The intro of Paraathparaa sounds just exquisite, to me (the ending too) (is it on rag Charukhesi?) (after reading the booklet, it says rag Vaachaspathi; never heard this name before , the interval structure seems similar to Charukhesi)

I feel that this is really great music, not just musical playfulness with some fantasy to pretend to be original, like it happens so often, nowadays, because composers/ musicians don't let their music mature enough, but rush their production, possibly for commercial reasons etc...

I have been listening to a lot of music of many genres/ cultures in my life. This is definitely a CD that

  1. I would recommend very much to anyone that LISTENS to good music
  2. I would carry with me even on a desert island, (and I am not far from that since this island where I live is musically a kind of desert, for me at least...) your CD is definitely in the top 10 of my playlist!!

I am listening and enjoying a lot, the smart use of pizzicato, tremolo and the timbre of the cello which sounds sometime like a bassoon, or a trombone. Another thing is that you are blessed to have such a good friend, Shekar, the cellist with his vast musical understanding and sensitivity, so both of you can exchange and share the sound which is in your head and your heart.

To condense my feelings about your "baby", I JUST LOVE IT. Your music touched me deeply and your use of bold harmonies is amazing. There is abundance of love in your music. And the world needs desperately this in our times.

Thanks again for sending me your beautiful CD and hope to hear from you soon.

Warm regards,


Two days later, Narasimhan received an addendum to the above letter:

I have been listening again to your CD and there is something that I forgot to write before; it's inspiring!

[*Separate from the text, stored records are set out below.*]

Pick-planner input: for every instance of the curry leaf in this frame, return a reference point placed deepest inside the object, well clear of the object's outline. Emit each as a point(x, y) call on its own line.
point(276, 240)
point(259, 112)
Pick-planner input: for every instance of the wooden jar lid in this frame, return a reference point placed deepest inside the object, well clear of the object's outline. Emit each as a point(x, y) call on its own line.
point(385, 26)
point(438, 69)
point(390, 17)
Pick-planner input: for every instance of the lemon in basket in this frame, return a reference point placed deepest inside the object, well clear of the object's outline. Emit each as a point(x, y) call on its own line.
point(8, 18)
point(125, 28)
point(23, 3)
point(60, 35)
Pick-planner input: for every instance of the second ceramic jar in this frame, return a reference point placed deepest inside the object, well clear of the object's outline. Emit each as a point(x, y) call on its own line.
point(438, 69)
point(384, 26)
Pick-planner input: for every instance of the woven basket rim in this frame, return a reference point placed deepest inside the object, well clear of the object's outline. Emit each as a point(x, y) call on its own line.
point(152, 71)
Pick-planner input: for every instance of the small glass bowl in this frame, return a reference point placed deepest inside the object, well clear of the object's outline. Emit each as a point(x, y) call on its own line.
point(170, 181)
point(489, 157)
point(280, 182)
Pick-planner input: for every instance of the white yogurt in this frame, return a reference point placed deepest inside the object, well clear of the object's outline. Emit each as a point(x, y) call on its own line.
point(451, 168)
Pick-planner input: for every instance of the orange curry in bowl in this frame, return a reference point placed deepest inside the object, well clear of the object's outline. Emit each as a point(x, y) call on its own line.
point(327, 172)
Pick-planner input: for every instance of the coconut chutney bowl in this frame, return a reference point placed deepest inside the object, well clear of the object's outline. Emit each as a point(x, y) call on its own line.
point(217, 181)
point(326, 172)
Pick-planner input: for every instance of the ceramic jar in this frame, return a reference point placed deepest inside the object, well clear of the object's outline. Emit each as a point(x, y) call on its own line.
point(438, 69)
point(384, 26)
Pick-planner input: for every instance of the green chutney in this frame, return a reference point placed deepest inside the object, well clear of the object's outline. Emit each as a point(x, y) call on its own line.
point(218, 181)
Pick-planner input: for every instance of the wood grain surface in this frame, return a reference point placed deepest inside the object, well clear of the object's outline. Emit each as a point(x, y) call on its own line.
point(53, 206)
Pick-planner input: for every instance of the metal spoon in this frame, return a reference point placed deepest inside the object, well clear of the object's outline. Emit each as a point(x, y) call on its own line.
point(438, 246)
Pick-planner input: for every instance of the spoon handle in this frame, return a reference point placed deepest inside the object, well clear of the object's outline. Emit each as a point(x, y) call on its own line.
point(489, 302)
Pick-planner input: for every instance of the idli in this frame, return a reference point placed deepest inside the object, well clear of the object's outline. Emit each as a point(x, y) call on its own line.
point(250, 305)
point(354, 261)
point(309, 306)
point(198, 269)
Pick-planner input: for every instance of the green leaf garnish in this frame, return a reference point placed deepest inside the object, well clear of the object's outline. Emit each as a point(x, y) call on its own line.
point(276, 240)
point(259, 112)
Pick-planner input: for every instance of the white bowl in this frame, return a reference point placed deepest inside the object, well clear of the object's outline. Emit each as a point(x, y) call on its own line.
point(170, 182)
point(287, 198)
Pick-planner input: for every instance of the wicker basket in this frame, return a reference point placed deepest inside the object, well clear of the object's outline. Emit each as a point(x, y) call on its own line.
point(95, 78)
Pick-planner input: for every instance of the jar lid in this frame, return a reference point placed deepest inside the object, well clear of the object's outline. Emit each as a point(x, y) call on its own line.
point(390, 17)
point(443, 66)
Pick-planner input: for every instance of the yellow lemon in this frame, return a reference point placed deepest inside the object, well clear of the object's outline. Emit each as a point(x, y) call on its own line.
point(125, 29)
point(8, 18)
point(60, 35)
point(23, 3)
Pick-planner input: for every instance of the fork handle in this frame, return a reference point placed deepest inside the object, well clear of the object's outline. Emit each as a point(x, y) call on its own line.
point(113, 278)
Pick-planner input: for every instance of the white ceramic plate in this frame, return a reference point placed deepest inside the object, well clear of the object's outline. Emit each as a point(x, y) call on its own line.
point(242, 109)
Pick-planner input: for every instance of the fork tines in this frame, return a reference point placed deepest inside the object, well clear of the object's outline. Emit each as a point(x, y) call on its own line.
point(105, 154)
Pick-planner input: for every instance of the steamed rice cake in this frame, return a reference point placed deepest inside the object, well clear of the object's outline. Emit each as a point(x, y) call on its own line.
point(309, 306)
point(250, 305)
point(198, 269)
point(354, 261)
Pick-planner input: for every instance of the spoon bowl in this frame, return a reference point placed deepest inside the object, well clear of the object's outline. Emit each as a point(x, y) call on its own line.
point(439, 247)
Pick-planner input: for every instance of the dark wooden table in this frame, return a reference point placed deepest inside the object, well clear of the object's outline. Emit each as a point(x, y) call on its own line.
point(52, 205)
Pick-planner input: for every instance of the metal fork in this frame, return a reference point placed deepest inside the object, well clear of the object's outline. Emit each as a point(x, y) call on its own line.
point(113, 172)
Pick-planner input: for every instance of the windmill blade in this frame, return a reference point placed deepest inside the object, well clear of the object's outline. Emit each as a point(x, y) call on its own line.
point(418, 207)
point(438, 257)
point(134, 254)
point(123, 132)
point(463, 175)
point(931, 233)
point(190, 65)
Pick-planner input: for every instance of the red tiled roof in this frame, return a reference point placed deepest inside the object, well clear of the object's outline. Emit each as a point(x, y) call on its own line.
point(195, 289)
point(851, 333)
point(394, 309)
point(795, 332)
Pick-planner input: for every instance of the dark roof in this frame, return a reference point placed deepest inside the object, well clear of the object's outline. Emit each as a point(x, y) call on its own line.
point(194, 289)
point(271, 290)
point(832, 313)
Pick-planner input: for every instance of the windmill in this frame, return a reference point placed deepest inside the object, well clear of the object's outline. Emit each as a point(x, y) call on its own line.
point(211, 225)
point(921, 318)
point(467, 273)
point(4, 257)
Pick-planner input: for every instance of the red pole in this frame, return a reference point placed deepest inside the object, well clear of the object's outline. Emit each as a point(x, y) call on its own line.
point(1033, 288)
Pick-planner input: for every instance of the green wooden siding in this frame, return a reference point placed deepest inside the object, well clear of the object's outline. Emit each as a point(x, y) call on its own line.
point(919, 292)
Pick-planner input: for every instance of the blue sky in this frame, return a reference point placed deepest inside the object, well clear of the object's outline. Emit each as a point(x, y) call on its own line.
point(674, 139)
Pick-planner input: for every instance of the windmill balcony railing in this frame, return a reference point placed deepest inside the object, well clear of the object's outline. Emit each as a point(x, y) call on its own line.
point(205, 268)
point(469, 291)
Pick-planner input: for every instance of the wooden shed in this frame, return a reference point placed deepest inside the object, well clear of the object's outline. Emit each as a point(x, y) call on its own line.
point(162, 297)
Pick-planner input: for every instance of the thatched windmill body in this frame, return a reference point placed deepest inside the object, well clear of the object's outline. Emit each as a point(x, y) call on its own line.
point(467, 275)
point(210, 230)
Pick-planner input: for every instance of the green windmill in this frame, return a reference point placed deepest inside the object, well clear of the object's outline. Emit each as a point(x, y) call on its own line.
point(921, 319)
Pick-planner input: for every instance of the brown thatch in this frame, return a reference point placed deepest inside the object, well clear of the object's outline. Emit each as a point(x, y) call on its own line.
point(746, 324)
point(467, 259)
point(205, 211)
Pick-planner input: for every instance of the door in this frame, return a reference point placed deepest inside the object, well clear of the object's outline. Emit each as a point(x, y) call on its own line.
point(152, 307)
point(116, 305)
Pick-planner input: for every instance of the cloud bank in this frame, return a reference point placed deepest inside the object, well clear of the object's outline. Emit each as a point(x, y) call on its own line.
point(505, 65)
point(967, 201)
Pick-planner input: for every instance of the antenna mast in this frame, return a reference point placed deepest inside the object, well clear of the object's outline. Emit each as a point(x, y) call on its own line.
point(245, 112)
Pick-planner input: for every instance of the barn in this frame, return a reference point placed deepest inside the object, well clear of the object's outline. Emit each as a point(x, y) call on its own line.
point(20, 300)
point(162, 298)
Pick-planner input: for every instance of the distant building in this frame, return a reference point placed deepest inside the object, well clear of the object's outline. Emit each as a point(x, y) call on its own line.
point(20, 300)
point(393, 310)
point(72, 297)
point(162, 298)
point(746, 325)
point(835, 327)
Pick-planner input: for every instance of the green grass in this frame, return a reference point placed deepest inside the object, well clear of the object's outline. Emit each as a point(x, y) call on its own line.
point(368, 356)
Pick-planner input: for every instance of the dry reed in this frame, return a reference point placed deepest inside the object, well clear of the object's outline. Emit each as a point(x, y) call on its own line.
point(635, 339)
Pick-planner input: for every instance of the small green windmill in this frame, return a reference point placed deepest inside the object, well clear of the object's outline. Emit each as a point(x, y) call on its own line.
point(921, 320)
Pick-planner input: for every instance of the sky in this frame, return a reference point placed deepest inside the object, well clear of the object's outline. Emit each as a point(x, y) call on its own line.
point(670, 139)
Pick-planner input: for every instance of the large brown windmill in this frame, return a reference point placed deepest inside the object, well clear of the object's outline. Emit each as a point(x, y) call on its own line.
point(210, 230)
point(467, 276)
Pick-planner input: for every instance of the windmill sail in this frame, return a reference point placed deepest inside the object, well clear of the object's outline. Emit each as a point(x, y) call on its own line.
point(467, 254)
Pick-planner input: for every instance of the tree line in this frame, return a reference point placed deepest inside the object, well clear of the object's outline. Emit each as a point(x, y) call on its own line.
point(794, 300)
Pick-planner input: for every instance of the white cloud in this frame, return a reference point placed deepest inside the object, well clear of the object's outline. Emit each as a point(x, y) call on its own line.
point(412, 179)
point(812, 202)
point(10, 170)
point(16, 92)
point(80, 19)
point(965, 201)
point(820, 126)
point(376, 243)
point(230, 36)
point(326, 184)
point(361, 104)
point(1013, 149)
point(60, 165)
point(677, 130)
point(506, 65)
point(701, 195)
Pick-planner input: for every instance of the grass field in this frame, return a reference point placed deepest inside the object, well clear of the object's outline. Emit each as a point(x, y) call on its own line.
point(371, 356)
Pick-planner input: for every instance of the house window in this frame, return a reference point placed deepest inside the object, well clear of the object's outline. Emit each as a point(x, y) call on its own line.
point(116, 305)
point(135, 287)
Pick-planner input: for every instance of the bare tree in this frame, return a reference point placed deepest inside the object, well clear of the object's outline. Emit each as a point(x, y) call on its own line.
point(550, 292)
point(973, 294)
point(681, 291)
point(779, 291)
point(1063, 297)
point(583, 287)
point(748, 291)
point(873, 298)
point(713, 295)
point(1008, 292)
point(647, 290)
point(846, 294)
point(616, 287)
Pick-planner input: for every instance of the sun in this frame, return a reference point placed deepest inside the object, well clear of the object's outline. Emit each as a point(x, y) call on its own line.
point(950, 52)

At least it inspires me to come much closer to Indian music. Not for the exotic side of it (please remember that my ear, even after 4 years in India, is still mainly formed to western musical grammar and vocabulary) but for the sense of sacredness I feel in it. It reflects a deep quality of relationship with everything, while western music has been more influenced by technology and experimentation As a result there is much more tension and sometimes much "show" in it and that leaves me often tired, and a bit empty. I was watching a movie found sometimes ago on internet called "Drupad" with wonderful music from the Dagar tradition. The voices, the packhawaj, the timeless quality and the profound devotion to the music touched me very much.

You are making a quiet "almost silent" revolution in the music world and it is just the beginning. Of course there are other musicians who had their education half in the West, half in India, but how many reached that level of integration of the 2 worlds without losing the classical quality?

To be honest I never was impressed by Ravi Shankar concertos, or Sir Yehudi Menuhin trying his luck on a raga (with all the respect I have for his musical mastery, in the Western music)... Even groups like Shakti etc... for me was more a showcase of virtuosity, speed and complexity to impress young audiences, than something to immerse in and listen with all attention.

In RagaSaga, no pyrotechnics! Just music with a great sound and lots of subtle emotion. Something for the people blessed with good, sensitive and discriminating ears.